By labeling each point with its corresponding state abbreviation, we can easily identify which states exhibit particular voting and education patterns. This is especially useful for recognizing outliers or regional trends.

Exercise 7: Adjusting Axis Scales

Objective

To improve the readability of our plot, we’ll adjust the x and y axes to display percentages.
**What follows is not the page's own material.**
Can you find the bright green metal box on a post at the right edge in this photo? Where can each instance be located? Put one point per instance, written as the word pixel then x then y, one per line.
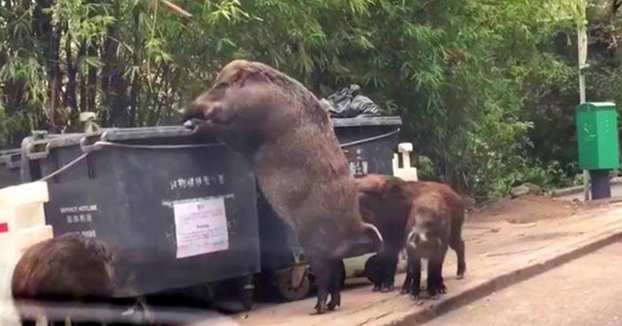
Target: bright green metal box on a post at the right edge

We’ll also add a custom color scale to differentiate between states that Trump won and those he didn’t.

Instructions

Use scale_x_continuous() and scale_y_continuous() to format the axes as percentages, and scale_color_manual() to define custom colors for the trumpw variable.

# Adjust axis scales and color scale.
election_filtered |> 
  ggplot(
    aes(
      x = percoled,
      y = trumpshare,
      color = trumpw    # Color points by whether Trump won the state
    )
  ) +
  geom_point() +
  geom_smooth(method = "lm", color = "black", se = FALSE) +
  geom_hline(yintercept = 0.5, linetype = "dashed", color = "grey") +
  geom_text(aes(label = state), vjust = -0.5, size = 3, show.legend = FALSE) +
  scale_x_continuous(labels = scales::percent) +  # Format x-axis as percentage
  scale_y_continuous(breaks = seq(0,1,.2), labels = scales::percent) +  # Format y-axis as percentage
  scale_color_manual(labels = c("No", "Yes"), values = c("blue", "red")) + # Custom color scale
  labs(
    title = "Trump Vote Share vs. College Education with Adjusted Scales",
    x = "Percentage with College Education",
    y = "Trump Vote Share",
    color = "Did Trump win the State?"
  ) +
  theme_minimal()
`geom_smooth()` using formula = 'y ~ x'

Explanation

Formatting the axes as percentages makes the data more interpretable for viewers. The custom color scale enhances the plot by visually distinguishing states based on the election outcome, making patterns and trends easier to detect.

Exercise 8: Adding Facets

Objective

Finally, we’ll use facets to create separate plots for each region. This allows us to compare trends across different parts of the country more effectively.

Instructions

Use facet_wrap(~ region) to create a separate plot for each region.

# Add facets to create separate plots by region.
election_filtered |> 
  ggplot(
    aes(
      x = percoled,
      y = trumpshare,
      color = trumpw
    )
  ) +
  geom_point() +
  geom_smooth(method = "lm", color = "black", se = FALSE) +
  geom_hline(yintercept = 0.5, linetype = "dashed", color = "grey") +
  geom_text(aes(label = state), vjust = -0.5, size = 3, show.legend = FALSE) +
  scale_x_continuous(labels = scales::percent) +  
  scale_y_continuous(breaks = seq(0,1,.2), labels = scales::percent) +
  scale_color_manual(labels = c("No", "Yes"), values = c("blue", "red")) +
  coord_cartesian(clip = "off") + # Ensure labels are not clipped
  facet_wrap(~ region) +          # Facet by region
  labs(
    title = "Trump Vote Share vs. College Education by Region",
    x = "Percentage with College Education",
    y = "Trump Vote Share",
    color = "Did Trump win the State?"
  ) +
  theme_minimal()
`geom_smooth()` using formula = 'y ~ x'

Explanation

Faceting allows us to see how the relationship between education and Trump’s vote share varies across different regions. This can reveal regional differences that might not be apparent when looking at the data as a whole.

Recap

In this session, we’ve progressively built a complex ggplot2 visualization, starting from a basic scatter plot and adding layers such as regression lines, reference lines, text labels, custom scales, and facets. Each step has added more depth to our understanding of the data, demonstrating the power and flexibility of ggplot2 for exploring relationships within data.